Docker reference deployment

A reference deployment using Docker Compose is provided below.

Pre-requisites

Pulling the images requires a login with:

docker login registry.dl.kx.com -u <username> -p <password>

Directory structure

Before running this example, the following directory structure should be created:

db/     # Empty directory where the database will be stored on disk
cfg/    # Directory for configuration files
    assembly.yaml
    rt_tick_client_lib.q
src/    # Directory for custom API code
    agg.q
    da.q
kdb-tick/   # Clone of kdb-tick for a tickerplant service
    sym/
    tick/{r.q, u.q, sym.q}
    tick.q
.env
docker-compose-sg.yaml
docker-compose-da.yaml
docker-compose-sm.yaml
docker-compose-tp.yaml

Write permissions

The db/ and kdb-tick/sym directory on the host must allow write permission by the SM and TP containers who run as the user "nobody".
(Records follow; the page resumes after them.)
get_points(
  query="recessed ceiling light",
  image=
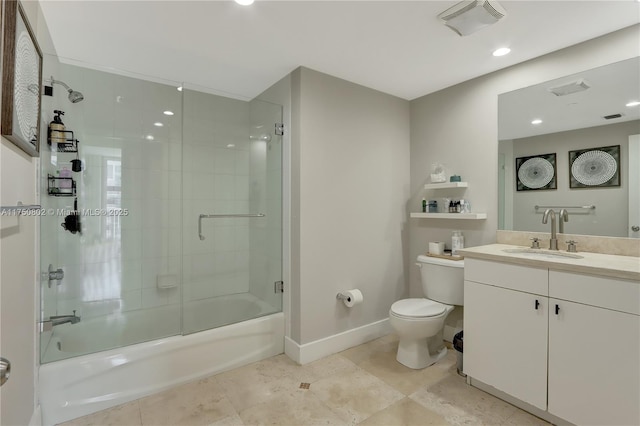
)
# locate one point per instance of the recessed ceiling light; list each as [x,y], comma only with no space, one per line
[501,51]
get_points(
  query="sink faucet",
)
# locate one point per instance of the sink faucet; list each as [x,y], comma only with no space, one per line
[563,217]
[55,320]
[553,242]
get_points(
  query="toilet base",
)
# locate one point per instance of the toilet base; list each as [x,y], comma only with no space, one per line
[415,354]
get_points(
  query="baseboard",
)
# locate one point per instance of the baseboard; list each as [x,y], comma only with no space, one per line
[308,352]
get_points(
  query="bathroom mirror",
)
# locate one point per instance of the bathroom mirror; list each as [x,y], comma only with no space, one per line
[584,111]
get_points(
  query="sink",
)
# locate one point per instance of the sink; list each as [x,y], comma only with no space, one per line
[544,254]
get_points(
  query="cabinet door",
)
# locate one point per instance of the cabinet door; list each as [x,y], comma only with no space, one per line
[594,356]
[505,341]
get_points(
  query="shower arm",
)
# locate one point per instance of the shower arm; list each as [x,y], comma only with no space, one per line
[62,83]
[219,216]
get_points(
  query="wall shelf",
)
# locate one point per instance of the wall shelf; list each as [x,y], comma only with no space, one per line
[446,185]
[469,216]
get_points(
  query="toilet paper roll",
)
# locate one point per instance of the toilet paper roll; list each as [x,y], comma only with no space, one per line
[354,297]
[436,247]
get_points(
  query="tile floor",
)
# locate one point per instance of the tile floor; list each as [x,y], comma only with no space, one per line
[363,385]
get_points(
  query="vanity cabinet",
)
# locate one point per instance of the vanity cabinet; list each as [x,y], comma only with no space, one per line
[565,343]
[505,328]
[594,351]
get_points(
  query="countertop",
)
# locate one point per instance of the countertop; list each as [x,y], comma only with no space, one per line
[608,265]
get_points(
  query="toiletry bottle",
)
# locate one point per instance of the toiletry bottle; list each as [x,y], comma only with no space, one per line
[56,128]
[457,242]
[66,182]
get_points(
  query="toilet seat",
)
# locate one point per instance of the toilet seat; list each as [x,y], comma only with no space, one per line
[417,308]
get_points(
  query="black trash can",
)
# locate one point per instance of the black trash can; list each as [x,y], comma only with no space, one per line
[458,346]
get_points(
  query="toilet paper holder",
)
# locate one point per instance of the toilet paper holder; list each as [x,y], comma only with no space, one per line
[343,297]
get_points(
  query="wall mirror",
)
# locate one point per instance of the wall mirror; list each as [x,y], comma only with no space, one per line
[584,126]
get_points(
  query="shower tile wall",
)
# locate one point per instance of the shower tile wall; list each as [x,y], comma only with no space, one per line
[131,164]
[216,181]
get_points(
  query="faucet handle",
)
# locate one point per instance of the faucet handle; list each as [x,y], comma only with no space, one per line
[535,242]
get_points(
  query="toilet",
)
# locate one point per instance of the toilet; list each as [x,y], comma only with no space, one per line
[419,322]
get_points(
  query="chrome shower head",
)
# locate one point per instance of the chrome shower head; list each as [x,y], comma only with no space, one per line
[74,96]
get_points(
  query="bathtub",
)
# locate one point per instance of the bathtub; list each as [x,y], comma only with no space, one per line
[74,387]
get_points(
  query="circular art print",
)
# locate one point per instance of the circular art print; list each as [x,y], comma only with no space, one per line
[536,173]
[594,168]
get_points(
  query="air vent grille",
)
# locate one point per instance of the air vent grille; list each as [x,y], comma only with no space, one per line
[612,116]
[569,88]
[492,11]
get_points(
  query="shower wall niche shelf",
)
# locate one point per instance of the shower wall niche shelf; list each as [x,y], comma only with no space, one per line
[61,186]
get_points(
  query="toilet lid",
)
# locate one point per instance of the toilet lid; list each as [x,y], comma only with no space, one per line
[417,308]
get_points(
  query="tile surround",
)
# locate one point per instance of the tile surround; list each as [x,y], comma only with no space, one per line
[363,385]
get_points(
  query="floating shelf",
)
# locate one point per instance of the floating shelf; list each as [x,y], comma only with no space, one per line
[470,216]
[446,185]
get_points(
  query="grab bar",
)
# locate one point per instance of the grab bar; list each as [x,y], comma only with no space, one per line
[19,208]
[591,207]
[218,216]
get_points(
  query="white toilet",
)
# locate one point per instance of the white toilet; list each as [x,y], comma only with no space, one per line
[419,322]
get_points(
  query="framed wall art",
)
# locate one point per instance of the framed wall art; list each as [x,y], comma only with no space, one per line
[595,167]
[537,172]
[21,80]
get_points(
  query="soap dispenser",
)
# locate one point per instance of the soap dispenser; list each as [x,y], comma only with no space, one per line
[56,128]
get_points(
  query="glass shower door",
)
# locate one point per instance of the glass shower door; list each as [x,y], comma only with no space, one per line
[232,180]
[119,245]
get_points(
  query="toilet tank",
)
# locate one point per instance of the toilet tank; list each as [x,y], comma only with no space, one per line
[442,279]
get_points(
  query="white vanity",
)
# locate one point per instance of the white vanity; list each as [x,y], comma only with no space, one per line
[557,336]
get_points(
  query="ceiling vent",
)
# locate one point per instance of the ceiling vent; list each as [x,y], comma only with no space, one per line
[569,88]
[469,16]
[612,116]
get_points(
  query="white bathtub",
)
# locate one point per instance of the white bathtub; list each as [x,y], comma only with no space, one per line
[75,387]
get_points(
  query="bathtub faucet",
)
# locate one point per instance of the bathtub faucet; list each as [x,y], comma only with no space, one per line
[58,320]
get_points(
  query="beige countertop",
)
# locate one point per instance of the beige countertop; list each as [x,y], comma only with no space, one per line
[608,265]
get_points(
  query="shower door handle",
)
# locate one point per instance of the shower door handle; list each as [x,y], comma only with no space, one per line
[5,370]
[220,216]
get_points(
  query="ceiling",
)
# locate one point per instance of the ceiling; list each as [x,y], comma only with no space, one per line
[611,87]
[397,47]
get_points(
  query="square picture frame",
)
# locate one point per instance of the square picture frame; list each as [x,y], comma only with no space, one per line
[594,167]
[21,80]
[536,172]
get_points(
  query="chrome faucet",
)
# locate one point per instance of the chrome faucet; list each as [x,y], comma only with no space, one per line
[563,217]
[553,242]
[59,320]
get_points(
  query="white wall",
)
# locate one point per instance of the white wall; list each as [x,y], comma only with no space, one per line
[611,214]
[350,150]
[459,127]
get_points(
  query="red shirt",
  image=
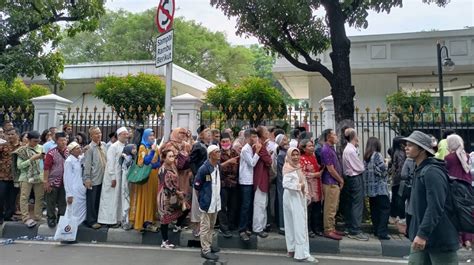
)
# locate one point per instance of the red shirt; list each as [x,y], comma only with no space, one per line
[309,164]
[261,171]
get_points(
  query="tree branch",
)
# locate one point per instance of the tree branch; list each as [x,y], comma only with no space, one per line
[314,67]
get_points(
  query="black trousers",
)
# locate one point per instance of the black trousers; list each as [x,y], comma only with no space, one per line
[229,209]
[315,217]
[379,213]
[179,222]
[397,205]
[8,194]
[55,198]
[92,204]
[353,192]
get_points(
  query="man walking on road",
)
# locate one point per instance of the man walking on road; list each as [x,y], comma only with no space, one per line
[434,237]
[354,186]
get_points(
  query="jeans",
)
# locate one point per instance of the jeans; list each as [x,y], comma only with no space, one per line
[379,213]
[315,217]
[246,211]
[397,205]
[432,258]
[56,197]
[354,192]
[7,200]
[229,208]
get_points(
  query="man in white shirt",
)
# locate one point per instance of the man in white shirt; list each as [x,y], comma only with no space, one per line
[248,159]
[354,186]
[208,187]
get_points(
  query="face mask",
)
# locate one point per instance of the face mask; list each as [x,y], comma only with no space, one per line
[226,146]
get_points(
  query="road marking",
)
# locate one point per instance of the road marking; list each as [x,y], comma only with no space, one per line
[227,251]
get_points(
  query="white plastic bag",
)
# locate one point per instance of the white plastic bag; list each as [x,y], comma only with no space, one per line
[67,227]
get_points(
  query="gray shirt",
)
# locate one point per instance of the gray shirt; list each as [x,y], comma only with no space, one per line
[94,163]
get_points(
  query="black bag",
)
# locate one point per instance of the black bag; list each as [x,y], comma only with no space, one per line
[460,204]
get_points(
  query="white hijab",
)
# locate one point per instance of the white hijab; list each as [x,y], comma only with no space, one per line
[456,144]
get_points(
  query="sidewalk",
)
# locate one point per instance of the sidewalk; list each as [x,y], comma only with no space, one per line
[398,246]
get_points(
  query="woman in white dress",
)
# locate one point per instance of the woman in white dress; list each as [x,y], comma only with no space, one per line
[73,185]
[295,199]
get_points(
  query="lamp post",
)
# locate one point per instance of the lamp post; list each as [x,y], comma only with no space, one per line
[448,65]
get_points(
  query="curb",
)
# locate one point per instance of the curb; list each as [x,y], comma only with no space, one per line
[397,247]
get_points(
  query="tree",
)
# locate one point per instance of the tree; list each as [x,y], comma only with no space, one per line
[253,99]
[293,30]
[131,36]
[18,95]
[30,33]
[133,97]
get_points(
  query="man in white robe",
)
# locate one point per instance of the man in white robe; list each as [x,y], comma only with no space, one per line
[75,190]
[110,208]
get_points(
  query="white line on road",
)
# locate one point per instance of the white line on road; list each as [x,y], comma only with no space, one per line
[227,251]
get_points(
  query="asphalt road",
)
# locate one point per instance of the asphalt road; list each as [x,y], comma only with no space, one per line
[51,253]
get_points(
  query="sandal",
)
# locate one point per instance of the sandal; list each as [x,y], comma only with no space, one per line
[30,223]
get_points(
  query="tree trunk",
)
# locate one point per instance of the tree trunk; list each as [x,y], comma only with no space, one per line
[341,86]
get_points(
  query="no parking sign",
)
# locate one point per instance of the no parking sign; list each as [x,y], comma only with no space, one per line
[165,15]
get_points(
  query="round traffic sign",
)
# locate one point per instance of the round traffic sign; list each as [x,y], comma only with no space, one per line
[165,15]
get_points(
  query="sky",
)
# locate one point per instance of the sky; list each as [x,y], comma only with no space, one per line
[412,17]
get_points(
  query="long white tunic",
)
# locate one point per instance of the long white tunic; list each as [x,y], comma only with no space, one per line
[110,208]
[295,215]
[74,188]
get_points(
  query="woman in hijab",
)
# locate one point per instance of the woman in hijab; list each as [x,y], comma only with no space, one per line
[143,196]
[458,165]
[129,154]
[295,198]
[181,149]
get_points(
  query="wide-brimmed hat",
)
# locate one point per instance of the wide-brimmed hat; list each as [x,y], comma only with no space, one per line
[422,140]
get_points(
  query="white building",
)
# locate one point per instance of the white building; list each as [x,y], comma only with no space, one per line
[80,80]
[381,64]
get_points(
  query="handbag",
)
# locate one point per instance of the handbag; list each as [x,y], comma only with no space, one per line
[183,162]
[138,174]
[67,227]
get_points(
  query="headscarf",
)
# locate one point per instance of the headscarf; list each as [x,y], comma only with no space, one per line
[289,166]
[127,151]
[456,144]
[145,136]
[175,135]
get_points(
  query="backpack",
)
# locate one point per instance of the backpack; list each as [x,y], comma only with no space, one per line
[459,204]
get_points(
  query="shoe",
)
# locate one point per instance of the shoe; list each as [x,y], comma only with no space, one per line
[359,236]
[210,256]
[244,236]
[167,244]
[333,235]
[226,233]
[96,226]
[309,259]
[51,223]
[215,249]
[262,234]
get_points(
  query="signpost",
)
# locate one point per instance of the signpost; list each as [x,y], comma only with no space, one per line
[164,54]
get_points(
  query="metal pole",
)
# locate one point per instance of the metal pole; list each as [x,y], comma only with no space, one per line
[441,88]
[169,78]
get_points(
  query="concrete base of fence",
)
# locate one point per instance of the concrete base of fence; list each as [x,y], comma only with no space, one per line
[397,247]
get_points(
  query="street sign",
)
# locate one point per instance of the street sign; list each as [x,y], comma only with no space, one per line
[165,15]
[164,49]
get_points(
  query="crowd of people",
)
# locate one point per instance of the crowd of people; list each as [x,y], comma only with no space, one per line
[244,183]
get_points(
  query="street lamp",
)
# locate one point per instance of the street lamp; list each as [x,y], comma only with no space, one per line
[448,65]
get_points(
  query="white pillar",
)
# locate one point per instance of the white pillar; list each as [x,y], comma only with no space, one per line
[48,111]
[186,108]
[328,119]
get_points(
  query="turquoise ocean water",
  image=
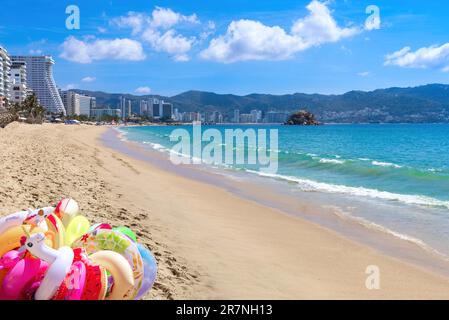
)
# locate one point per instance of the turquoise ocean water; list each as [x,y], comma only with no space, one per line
[403,170]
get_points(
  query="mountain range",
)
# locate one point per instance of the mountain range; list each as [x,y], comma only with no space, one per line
[428,103]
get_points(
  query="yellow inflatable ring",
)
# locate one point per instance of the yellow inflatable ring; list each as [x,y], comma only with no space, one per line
[107,239]
[120,270]
[56,229]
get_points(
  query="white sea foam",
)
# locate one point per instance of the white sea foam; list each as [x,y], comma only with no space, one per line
[310,186]
[334,161]
[385,164]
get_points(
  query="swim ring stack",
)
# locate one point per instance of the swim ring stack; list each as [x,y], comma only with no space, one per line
[56,254]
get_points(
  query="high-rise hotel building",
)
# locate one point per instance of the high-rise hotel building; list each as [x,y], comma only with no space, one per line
[39,73]
[19,89]
[5,67]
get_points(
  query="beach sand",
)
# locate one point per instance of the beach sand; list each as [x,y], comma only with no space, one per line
[209,243]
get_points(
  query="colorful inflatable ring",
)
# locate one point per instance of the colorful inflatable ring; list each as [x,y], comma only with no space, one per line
[56,229]
[16,281]
[73,285]
[120,270]
[18,218]
[55,275]
[10,240]
[96,278]
[99,226]
[107,239]
[66,210]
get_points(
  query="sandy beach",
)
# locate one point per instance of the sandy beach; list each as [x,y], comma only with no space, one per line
[209,243]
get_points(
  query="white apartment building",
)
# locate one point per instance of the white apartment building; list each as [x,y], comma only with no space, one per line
[40,80]
[19,89]
[77,104]
[5,66]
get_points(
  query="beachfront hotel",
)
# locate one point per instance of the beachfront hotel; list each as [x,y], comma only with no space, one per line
[19,89]
[39,78]
[77,104]
[5,66]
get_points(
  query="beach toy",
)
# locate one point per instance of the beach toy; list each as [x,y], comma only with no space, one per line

The sources for agg.q and da.q for this example are provided here.
kdb-tick/ is cloned from the KX github.
The sym.q schema must include the _prtnEnd and _reload tables, as in:

kdb-tick/tick/sym.q

// internal tables
// with `time` and `sym` columns added by RT client for compatibility
(`$"_prtnEnd")set ([] time:"n"$(); sym:`$(); signal:`$(); endTS:"p"$(); opts:());
(`$"_reload")set ([] time:"n"$(); sym:`$(); mount:`$(); params:(); asm:`$())
(`$"_heartbeats")set ([] time:"n"$(); sym:`$(); foo:"j"$())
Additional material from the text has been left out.